Well for one, it means that not enough people are supporting them. How many of us here will devour the prescribed classics but turn up our noses at ‘modern fiction’? Given the conversations I’ve had about it, quite a few of us. Thankfully, for every magazine that shuts down, ten indie magazines and journals spring up in its place. The thing about the advent of online publishing is that much work is easily accessible, and this also means that great writing can be found in many places, not only those with huge names and followings like The New Yorker or The Paris Review. So if you’re new to the literary journal scene, or would like to start reading more of it, welcome. Here are a few stories that I think are worthy enough to be called the best of last year, and that I hope you will enjoy as well.
The list is by no means exhaustive, nor am I claiming that this is an ‘official’ ranking in any way—these are just the stories that stuck with me and left traces of themselves in my thoughts over the course of the year. Most, if not all, can be found online.
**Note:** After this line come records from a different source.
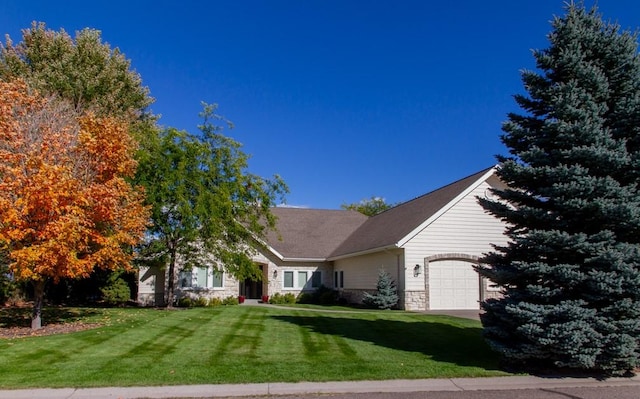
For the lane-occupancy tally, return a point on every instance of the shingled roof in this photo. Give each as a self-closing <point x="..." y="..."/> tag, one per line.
<point x="320" y="234"/>
<point x="312" y="233"/>
<point x="389" y="227"/>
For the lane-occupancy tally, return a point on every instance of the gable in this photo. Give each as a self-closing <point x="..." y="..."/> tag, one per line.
<point x="320" y="234"/>
<point x="393" y="227"/>
<point x="311" y="234"/>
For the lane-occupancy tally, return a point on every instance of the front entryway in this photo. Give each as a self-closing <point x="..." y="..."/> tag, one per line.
<point x="453" y="284"/>
<point x="252" y="289"/>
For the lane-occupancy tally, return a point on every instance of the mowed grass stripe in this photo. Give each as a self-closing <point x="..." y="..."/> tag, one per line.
<point x="243" y="344"/>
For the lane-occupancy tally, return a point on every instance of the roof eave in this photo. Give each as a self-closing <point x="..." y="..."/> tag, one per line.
<point x="364" y="252"/>
<point x="403" y="241"/>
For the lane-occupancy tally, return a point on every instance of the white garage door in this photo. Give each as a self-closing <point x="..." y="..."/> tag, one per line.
<point x="453" y="284"/>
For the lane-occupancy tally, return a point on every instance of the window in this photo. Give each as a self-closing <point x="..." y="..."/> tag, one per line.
<point x="338" y="279"/>
<point x="302" y="279"/>
<point x="185" y="279"/>
<point x="217" y="279"/>
<point x="316" y="279"/>
<point x="288" y="279"/>
<point x="201" y="277"/>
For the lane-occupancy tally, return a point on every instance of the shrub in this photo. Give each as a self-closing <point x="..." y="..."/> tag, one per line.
<point x="276" y="299"/>
<point x="185" y="302"/>
<point x="116" y="292"/>
<point x="213" y="302"/>
<point x="289" y="298"/>
<point x="322" y="296"/>
<point x="201" y="302"/>
<point x="305" y="297"/>
<point x="230" y="300"/>
<point x="386" y="296"/>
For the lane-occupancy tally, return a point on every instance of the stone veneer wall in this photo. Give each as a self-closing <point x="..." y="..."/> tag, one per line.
<point x="352" y="295"/>
<point x="415" y="300"/>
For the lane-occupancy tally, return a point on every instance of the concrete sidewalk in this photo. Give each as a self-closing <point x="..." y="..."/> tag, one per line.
<point x="211" y="391"/>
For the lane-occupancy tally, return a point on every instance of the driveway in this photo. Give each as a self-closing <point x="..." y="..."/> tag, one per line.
<point x="464" y="313"/>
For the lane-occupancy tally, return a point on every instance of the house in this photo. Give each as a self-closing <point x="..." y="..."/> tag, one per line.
<point x="429" y="245"/>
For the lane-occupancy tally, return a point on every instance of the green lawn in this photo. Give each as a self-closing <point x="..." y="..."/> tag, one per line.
<point x="244" y="344"/>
‘Some Days the Bees are Melancholic’ by Melissa Goodrich and Dana Diehl in The Offing
‘It’s very hard for the bees during exams. They never stay behind their privacy folder, and their table partners complain that the bees are cheating. After the quiz is over, the bees struggle to free read. As a collective, they try and fail to lift a pencil, to turn a page, to return a dictionary to a shelf.’
This is a brilliant story of privilege and how we view the other, as well as what it means to be truly unique, all told through the lens of a primary school teacher whose own life is falling apart just as a swarm of bees enters her classroom.
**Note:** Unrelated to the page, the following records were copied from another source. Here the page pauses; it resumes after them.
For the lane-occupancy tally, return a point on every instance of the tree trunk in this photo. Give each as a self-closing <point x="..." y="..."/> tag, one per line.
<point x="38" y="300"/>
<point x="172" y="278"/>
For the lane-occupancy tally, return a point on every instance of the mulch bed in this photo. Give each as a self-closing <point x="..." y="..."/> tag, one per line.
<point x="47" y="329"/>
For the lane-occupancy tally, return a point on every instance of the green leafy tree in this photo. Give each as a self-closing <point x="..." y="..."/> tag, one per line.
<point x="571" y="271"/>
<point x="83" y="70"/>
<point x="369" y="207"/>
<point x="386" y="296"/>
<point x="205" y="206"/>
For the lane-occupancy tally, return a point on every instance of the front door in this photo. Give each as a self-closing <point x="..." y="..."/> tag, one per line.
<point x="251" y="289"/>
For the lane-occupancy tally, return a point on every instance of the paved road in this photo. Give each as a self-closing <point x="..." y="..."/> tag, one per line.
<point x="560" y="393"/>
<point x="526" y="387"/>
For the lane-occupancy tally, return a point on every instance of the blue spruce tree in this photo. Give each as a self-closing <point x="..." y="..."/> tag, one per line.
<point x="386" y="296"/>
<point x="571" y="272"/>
‘The Year We Fell in Love & the Forest Happened Around It’ by Topaz Winters in Corvid Queen
‘With the boys too asleep to police us, our bodies were no longer crime scenes, but gardens. Love was something known & breathing still, inevitable as clouds parting after the endless storm.’
A retelling of the Sleeping Beauty fairytale, it weaves together a double-edged sword in the two main characters, femininity as both silk and sword. If you love gorgeously winding prose and imagery, this is for you.
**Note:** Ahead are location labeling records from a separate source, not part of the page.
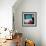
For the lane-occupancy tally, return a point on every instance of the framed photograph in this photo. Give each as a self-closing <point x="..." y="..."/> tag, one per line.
<point x="29" y="19"/>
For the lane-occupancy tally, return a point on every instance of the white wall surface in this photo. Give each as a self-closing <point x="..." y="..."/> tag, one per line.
<point x="6" y="13"/>
<point x="30" y="5"/>
<point x="33" y="33"/>
<point x="43" y="22"/>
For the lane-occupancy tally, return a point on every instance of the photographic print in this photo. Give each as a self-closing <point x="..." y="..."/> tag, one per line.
<point x="29" y="19"/>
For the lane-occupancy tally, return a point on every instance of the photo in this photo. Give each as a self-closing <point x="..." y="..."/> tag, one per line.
<point x="29" y="19"/>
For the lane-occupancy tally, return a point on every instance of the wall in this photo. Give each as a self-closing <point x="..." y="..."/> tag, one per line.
<point x="43" y="22"/>
<point x="33" y="33"/>
<point x="6" y="13"/>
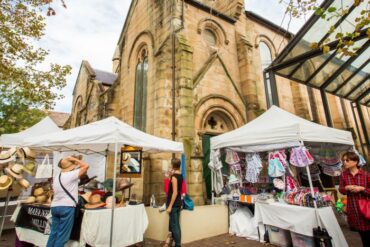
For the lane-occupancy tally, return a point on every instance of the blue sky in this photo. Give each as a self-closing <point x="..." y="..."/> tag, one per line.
<point x="89" y="30"/>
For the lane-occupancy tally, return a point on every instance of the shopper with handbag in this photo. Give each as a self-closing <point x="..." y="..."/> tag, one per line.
<point x="63" y="206"/>
<point x="174" y="203"/>
<point x="355" y="182"/>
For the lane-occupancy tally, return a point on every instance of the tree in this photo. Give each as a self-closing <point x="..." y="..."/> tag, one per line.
<point x="346" y="45"/>
<point x="24" y="85"/>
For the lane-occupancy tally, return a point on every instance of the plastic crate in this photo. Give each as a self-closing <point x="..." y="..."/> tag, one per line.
<point x="300" y="240"/>
<point x="278" y="236"/>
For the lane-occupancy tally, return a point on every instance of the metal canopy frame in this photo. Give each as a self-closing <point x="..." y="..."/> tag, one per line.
<point x="347" y="77"/>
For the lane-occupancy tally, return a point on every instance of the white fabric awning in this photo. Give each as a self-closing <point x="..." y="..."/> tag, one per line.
<point x="277" y="126"/>
<point x="102" y="135"/>
<point x="45" y="126"/>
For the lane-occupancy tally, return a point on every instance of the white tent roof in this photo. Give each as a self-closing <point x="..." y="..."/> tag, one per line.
<point x="102" y="135"/>
<point x="277" y="126"/>
<point x="43" y="127"/>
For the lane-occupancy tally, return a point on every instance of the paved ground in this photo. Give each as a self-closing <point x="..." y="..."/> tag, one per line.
<point x="353" y="239"/>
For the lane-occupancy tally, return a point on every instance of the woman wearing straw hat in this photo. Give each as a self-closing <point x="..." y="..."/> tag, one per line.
<point x="65" y="198"/>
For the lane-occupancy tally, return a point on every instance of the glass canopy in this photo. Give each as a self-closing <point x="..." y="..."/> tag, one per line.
<point x="344" y="76"/>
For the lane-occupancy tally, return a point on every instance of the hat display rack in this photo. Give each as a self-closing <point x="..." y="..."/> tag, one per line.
<point x="14" y="163"/>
‘Chinaman, Run’ by Kathryn Hargett in The Adroit Journal
‘Mother has already died again & again, wrapped in different pelts, different barbarisms curdling her tongue.’
This is a stunning experimental contemplation of mother-daughter relationships, told between visits to a rehabilitation centre for young girls with eating disorders and a disjunction between the narrator as she is pinned under a psychologist’s scrutinising eye to how she views herself through her past.
‘Days’ by Sylvia Watanabe in Wildness
‘In Father’s version, they met in a book. A night of no-sleep, prowling the dim-lit stacks of the library. Somewhere between picornaviridae and retroviridae, he happened to glance up and there she was. It was morning, and she was standing in a ray of winter sun.’
Some stories just make you feel like you’re sitting in a dazzling sunlit field dressed in all white, as a sudden feeling of loss and nostalgia washes over you—only you cannot remember what it is you have lost. This is one of those stories.
‘These Threads Who Lead to Bramble’ by Russell Persson in Territory
‘I’ve slept in the sun in the back seat in Oakland drunk on afternoon gin and tossing hours away I’d wish back. The back seat as a carrol in between moments. In transition but at the mercy of others.’
This too is a very experimental piece, told in fragments and interspersed with pencil-drawn maps. What will captivate you the most is its constant movement, sometimes fast and sometimes slow, but never stopping, always looking forward.